“Be impeccable with your words.” Of The Four Agreements: A Practical Guide to Personal Freedom (Don Miguel Ruiz), this one has stuck with me the most.
I love words I love finding just the right word and using every piece of vocabulary I can find.
When I was a child, every time I heard a word I didn’t understand, I would wait until the person got to the end of the sentence and ask, “What does X mean?” My parents would send me to a dictionary; some adults would shoo me away and say, “Use your context clues to figure it out.” I always had a sense the latter group didn’t actually know what the words meant. I never trusted that any answer aside from “go look it up” or just giving me the answer was real.
What are we all talking about?
Over the last couple of years several words and acronyms have exploded into our national discourse. Antiracism, critical race theory, equity, DEI, JEDI, and DEIA (among others) are inescapable. But how many users really know what they mean. If I were a gambler, I’d bet very few. They are tossed around as a form of currency for legitimacy. They have become marketing tools instead of genuine representations of ideas and values.
Sure, sometimes we feel we need quicker ways to communicate what we’re saying because being too wordy will make us lose people. But we must be careful about what we choose to shorten, and what we’re communicating when we do. We must also be careful when new (to us) words arrive on the scene because until they have been used regularly in public discourse, we can’t really know what they mean.

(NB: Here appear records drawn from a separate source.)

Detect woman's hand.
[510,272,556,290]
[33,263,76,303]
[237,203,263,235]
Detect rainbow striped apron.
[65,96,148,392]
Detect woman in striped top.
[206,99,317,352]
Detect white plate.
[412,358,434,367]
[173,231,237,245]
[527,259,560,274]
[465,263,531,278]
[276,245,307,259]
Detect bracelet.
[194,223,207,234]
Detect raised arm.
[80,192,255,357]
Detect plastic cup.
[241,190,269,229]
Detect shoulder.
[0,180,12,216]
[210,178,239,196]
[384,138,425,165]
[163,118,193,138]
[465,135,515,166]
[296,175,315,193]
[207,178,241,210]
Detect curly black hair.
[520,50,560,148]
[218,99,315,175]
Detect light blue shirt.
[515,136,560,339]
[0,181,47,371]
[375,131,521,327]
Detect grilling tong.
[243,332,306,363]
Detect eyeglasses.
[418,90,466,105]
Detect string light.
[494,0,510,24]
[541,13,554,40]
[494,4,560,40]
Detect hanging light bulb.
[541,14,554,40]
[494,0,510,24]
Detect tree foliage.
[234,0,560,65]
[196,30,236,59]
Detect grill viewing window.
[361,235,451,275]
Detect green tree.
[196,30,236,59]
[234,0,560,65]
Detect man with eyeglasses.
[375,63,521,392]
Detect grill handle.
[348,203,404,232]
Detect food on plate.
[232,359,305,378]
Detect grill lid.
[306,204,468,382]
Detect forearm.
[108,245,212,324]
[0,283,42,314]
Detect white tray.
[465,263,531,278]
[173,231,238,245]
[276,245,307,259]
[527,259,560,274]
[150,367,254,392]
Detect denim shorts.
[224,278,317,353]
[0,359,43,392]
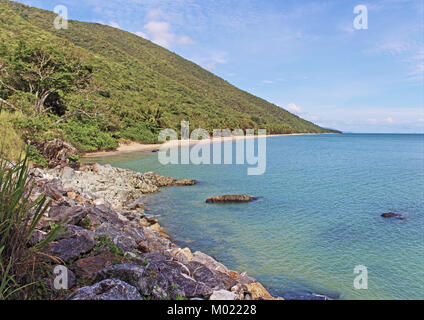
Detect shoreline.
[82,133,337,159]
[31,163,284,301]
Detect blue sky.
[14,0,424,133]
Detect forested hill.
[0,0,338,158]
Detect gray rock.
[68,279,143,300]
[47,230,94,262]
[61,167,74,181]
[49,205,89,225]
[193,251,228,273]
[206,194,258,203]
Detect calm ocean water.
[90,134,424,299]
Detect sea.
[91,134,424,300]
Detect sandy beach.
[84,133,314,158]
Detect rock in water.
[41,139,78,168]
[68,279,143,300]
[209,290,236,301]
[381,212,405,220]
[206,195,258,203]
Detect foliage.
[0,149,60,300]
[0,0,333,158]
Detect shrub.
[0,111,24,160]
[0,152,61,300]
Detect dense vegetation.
[0,0,338,161]
[0,146,61,300]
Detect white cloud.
[284,103,303,114]
[108,21,121,29]
[177,36,195,46]
[135,31,149,39]
[200,51,228,71]
[135,9,195,49]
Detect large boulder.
[381,212,406,220]
[192,251,228,273]
[209,290,236,301]
[98,253,212,300]
[69,252,122,281]
[206,194,258,203]
[68,279,143,300]
[49,202,89,225]
[246,282,284,300]
[46,226,94,262]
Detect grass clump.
[0,151,60,300]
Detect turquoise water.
[90,134,424,299]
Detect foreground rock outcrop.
[31,164,280,300]
[381,212,406,220]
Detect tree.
[0,41,93,115]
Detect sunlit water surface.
[88,134,424,299]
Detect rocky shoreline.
[30,164,282,300]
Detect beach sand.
[84,133,326,158]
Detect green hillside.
[0,0,338,158]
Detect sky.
[14,0,424,133]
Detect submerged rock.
[47,230,94,262]
[209,290,236,301]
[381,212,406,220]
[206,195,258,203]
[68,279,143,300]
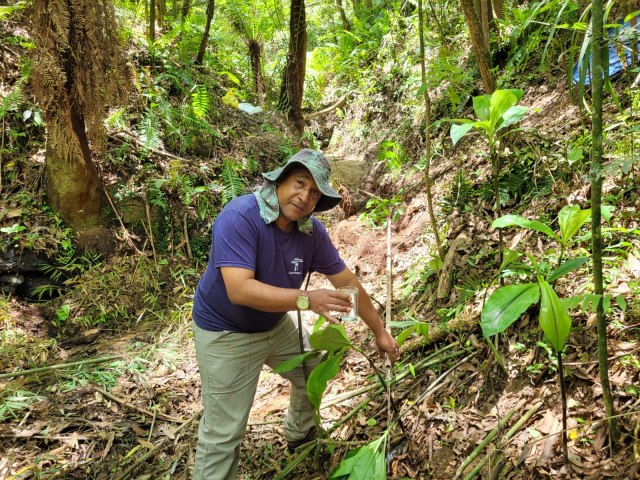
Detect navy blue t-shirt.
[193,194,346,333]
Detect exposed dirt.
[0,15,640,480]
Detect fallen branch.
[320,342,466,409]
[0,355,123,379]
[118,409,202,480]
[304,90,356,120]
[93,385,185,423]
[109,130,189,162]
[464,402,544,480]
[454,407,517,480]
[402,350,480,422]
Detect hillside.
[0,1,640,480]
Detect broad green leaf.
[558,205,591,245]
[506,88,524,102]
[329,435,387,480]
[496,105,529,131]
[450,123,474,145]
[560,295,584,311]
[309,324,353,352]
[491,215,559,240]
[600,205,616,223]
[307,352,342,408]
[614,295,627,312]
[396,325,416,347]
[540,279,571,352]
[273,350,319,373]
[480,283,540,338]
[567,147,584,166]
[489,90,518,132]
[547,257,589,283]
[473,95,491,122]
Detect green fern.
[0,88,23,118]
[105,108,127,132]
[191,85,211,118]
[220,159,246,205]
[140,108,160,150]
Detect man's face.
[277,167,322,223]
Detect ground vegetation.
[0,0,640,480]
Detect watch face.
[296,295,309,310]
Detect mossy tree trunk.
[336,0,351,31]
[45,115,104,232]
[591,0,618,447]
[29,0,128,250]
[180,0,191,22]
[195,0,216,65]
[149,0,156,43]
[247,39,265,103]
[460,0,496,94]
[278,0,307,135]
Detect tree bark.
[45,114,104,232]
[460,0,496,94]
[149,0,156,43]
[195,0,216,65]
[591,0,618,447]
[336,0,351,31]
[156,0,167,29]
[418,0,444,261]
[278,0,307,135]
[180,0,191,22]
[248,40,265,103]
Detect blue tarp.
[573,19,640,85]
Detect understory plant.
[450,89,529,270]
[274,317,395,480]
[481,205,620,462]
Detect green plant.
[360,190,404,228]
[0,388,46,422]
[377,140,409,176]
[389,314,429,346]
[480,205,591,458]
[450,89,528,264]
[274,317,393,480]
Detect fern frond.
[220,159,246,205]
[140,108,161,150]
[105,108,127,132]
[191,85,211,118]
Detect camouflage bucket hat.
[262,148,342,212]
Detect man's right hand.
[308,288,351,324]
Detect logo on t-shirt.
[289,258,303,275]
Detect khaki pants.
[193,315,317,480]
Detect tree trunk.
[461,0,496,94]
[45,115,103,231]
[180,0,191,22]
[195,0,216,65]
[336,0,351,31]
[492,0,504,18]
[591,0,618,442]
[278,0,307,135]
[248,40,265,104]
[418,0,444,261]
[479,0,493,47]
[156,0,167,29]
[149,0,156,43]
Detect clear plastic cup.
[338,287,358,322]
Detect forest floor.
[0,43,640,480]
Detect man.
[193,149,398,480]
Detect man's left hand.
[376,330,400,362]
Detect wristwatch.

I invited my team to select books we could all read together both for our enjoyment and for our collective education. One of the selections was How to Be an Antiracist (Ibram X. Kendi). It took only a few pages before I was frustrated with the book. Perhaps it is because I was reading it as an academic and felt it lacked sufficient depth in some critical areas. The treatment of what “racism” means was too shallow and dismissive of the entire history of the word. The complexities of power dynamics and how they change in different contexts were absent. The author overly complicated the simple definition of antiracism, which is “working against racism”, and seemed to give white people a pass by indicting Black people as also racist. Internalized racism is a Gordian knot in Black identity and deserves much more than being reduced to something equal to the anti-Black racism perpetrated by white people.
That said, it was clear to me why the book became so popular among white people. I could see why it was the new adjective for every training associated with organizational climate and race issues. And I could understand why so many Black consultants took on the word. Most amusing has been the number of white consultants whose websites and materials boldly proclaim the antiracist nature of their services.

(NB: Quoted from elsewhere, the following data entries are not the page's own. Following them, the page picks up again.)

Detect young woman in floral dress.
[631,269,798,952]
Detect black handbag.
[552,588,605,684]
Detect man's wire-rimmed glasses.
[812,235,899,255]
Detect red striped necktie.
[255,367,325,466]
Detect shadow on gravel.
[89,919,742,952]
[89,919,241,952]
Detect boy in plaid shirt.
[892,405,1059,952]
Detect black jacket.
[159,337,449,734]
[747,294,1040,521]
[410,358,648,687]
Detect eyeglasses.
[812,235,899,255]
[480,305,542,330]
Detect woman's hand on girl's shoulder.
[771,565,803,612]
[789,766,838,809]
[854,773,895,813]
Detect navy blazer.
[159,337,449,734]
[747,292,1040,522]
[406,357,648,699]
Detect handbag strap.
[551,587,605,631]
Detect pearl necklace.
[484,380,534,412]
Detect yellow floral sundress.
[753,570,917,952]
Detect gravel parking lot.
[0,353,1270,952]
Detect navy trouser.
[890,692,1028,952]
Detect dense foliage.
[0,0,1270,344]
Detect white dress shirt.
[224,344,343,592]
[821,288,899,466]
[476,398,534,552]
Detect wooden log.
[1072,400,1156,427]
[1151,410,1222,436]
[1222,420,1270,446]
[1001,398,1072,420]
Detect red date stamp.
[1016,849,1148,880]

I can offer a similar critique of the letter shuffling around accessibility, diversity, equity, inclusion, justice, and [enter additional popular topics here]. I have participated in panels where speakers preface their statements with “Well, I define X as…” Depending on whom one has as a teacher or trainer, you may have very different definitions of these terms battling each other in your head. The lack of a clear definition of what seem like basic terms makes a fraught topic a dangerous one.
Critical race theory deserves a much longer treatment than what I can offer here, but I strongly recommend everyone take the time to learn how it simply presents the basic reality of the white supremacist core of U.S. institutions.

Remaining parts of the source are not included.